Myelination pattern visualized by MBP staining in W (a–c, f, i), SD (d, g) and LE rats (e, h). Shown are images at the midline corpus callosum (a) and external capsule (b, low power; c, high power) at P5, low-power coronal images at the level of the midseptal nuclei at P14 (d–f), and higher-power coronal images of the hippocampal formation and the adjacent white matter tracts of the corpus callosum (cc), external capsule (ec) and the fimbria of the fornix (fi) at P14 (g–i). Arrowheads: MBP-positive nonmyelinating OL. Arrows: MBP-positive myelinating OL. CA3 = Cornu ammonis area 3; DG = dentate gryus. Scale bars = 50 μm(a, c), 200 μm (b) and 500 μm (g–i).

Fig. 4

OL lineage progression in the cerebral cortex between P2 and P14. Low-power photomicrographs of the distribution of cells stained for bO4 (a–d) and O1 (e–h) at P2 (a, e), P5 (b, f), P7 (c–g) and P14 (d, h) in the SD rat. Individual somata are indicated by the red circles (online version only). Note the progressive increase in density of bO4-labeled cells within the full thickness of the cerebral cortex by P14. Relatively few O1-labeled cells are seen in e–h, supporting that the majority of the bO4-labeled cells in the cortex are preOL. Scale bar = 250 μm.

Fig. 5

OL lineage progression in the hippocampus. Low-power photomicrographs of the distribution of bO4-labeled cells and myelin at P7 (a) and P14 (b) in the LE rat. Higher-power images of double-immunohistochemical staining for bO4 (c, d) and O1 (e, f) as visualized in CA3 (box) are shown for P7 (c, e) and P14 (d, f). PreOL (arrowheads) labeled for bO4 but not O1. Immature OL (arrows) labeled for bO4 and O1. Scale bars = 1.0 mm(a, b) and 100 μm (c–f).

Fig. 6

OL maturation is less pronounced in human parietal cortex compared with white matter. Low-power photomicrographs show numerous cells labeled with bO4 antibody at 1 month (a) and 8 months (b) after full-term birth.

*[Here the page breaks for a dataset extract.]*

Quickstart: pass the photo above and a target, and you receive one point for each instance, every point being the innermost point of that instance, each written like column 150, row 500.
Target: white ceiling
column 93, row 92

Note that the bO4-labeled cells in the cortex were preOL that did not stain for the O1 antibody (not shown). a, b The approximate boundary between cortical layer 6 and the subcortical white matter is indicated by the arrowheads and was confirmed by a Hoechst fluorescent counterstain (not shown). c, d Higher-power details of the preOL (arrowheads) from the cases in a (c) and b (d) demonstrate the simplified arbor of processes associated with the cortical preOL at both ages. e Both preOL (red, online version only; arrowheads) and immature OL (yellow, online version only; arrows) were visualized in a region of early myelination at the edge of the densely myelinated tract shown in b. Scale bars = 200 μm(a, b) and 50 μm(c–e).